Yiwola has been teaching Linguistics, Yoruba language studies and various aspects of African linguistics since 1975. At LDC, he developed the Global Yoruba Lexical Database, a set of related dictionaries based on Yoruba and its diaspora. Moussa’s work in the Manding languages of the Niger-Congo family has resulted in the release of the Mawukakan Lexicon, to be followed by similar resources for Maninkakan, Bambara, and Jula.

In their podcast, Yiwola and Moussa discuss how they came  to LDC, their current research and how it benefits multiple communities.

Other podcasts will be published via the LDC blog, so stay tuned to that space.

Penn Discourse Treebank Version 2.0 Update
The developers of the Penn Discourse Treebank Version 2.0  (PDTB) have updated this release to add metadata to the Wall Street Journal (WSJ) news stories in the corpus. The goal is to aid understanding PDTB files as texts and to support distinguishing texts from different genres within the WSJ.

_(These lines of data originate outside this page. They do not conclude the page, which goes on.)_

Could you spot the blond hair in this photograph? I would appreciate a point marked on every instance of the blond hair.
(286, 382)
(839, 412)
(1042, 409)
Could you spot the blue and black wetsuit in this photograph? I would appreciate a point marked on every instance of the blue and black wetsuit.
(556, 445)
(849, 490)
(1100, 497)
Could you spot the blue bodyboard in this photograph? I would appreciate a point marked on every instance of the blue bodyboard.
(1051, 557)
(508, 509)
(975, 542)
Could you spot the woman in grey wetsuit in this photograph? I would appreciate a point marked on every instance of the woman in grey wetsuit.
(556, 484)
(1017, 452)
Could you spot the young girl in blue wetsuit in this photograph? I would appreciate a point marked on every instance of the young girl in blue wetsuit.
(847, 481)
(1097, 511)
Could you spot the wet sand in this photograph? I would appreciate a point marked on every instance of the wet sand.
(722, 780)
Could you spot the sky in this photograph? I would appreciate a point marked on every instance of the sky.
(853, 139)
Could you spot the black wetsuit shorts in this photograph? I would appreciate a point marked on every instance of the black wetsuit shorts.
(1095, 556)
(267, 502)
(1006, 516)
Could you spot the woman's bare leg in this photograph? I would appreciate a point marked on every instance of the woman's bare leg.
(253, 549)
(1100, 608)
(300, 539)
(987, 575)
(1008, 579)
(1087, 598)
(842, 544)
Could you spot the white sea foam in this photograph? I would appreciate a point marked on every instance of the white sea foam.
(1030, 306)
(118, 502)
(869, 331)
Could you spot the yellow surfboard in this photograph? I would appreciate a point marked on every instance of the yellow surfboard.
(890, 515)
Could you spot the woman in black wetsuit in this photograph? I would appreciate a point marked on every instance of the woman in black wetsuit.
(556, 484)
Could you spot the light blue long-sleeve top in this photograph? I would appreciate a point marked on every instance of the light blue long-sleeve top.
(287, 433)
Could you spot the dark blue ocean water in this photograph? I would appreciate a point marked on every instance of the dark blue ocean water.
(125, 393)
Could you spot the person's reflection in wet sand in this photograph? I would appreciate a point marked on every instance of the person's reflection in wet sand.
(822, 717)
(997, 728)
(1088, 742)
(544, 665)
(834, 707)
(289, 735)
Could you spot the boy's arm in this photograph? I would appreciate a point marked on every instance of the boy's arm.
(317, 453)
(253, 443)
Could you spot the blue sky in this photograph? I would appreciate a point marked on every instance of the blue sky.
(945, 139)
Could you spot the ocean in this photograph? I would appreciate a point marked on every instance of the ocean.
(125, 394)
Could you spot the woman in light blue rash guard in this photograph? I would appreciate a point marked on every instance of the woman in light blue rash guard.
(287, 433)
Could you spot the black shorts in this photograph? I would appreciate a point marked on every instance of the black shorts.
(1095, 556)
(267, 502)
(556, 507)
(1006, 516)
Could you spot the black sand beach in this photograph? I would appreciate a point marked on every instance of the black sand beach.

The metadata includes the following fields:

DD: the date the article appeared in the WSJ

AN: unique identifier for the article

HL: the column name (for regular features such as Who's News, Marketing & Media, Technology), its headline and by-line

SO: the source of the article

IN: manually-assigned codes or keywords for the article

CO: manually-assigned codes for companies or other organizations

DATELINE: normally the location where the article was filed, but sometimes has very unexpected contents

GV: Branch of Government or Government Agency mentioned in the article

SBREAKS: the byte position of section breaks present in the file

ARTICLEBREAK: separates files that contain more than one article

All new downloads of PDTB will contain the complete updated corpus.  Current PDTB licensees can re-download the file to obtain the updated data.

LDC to Close for Winter Break
LDC will be closed from Monday, December 24, 2012 through Tuesday, January 1, 2013 in accordance with the University of Pennsylvania Winter Break Policy.  Our offices will reopen on Wednesday, January 2, 2013.  Requests received for membership renewals and corpora during the Winter Break will be processed at that time.

Best wishes for a happy and safe holiday season!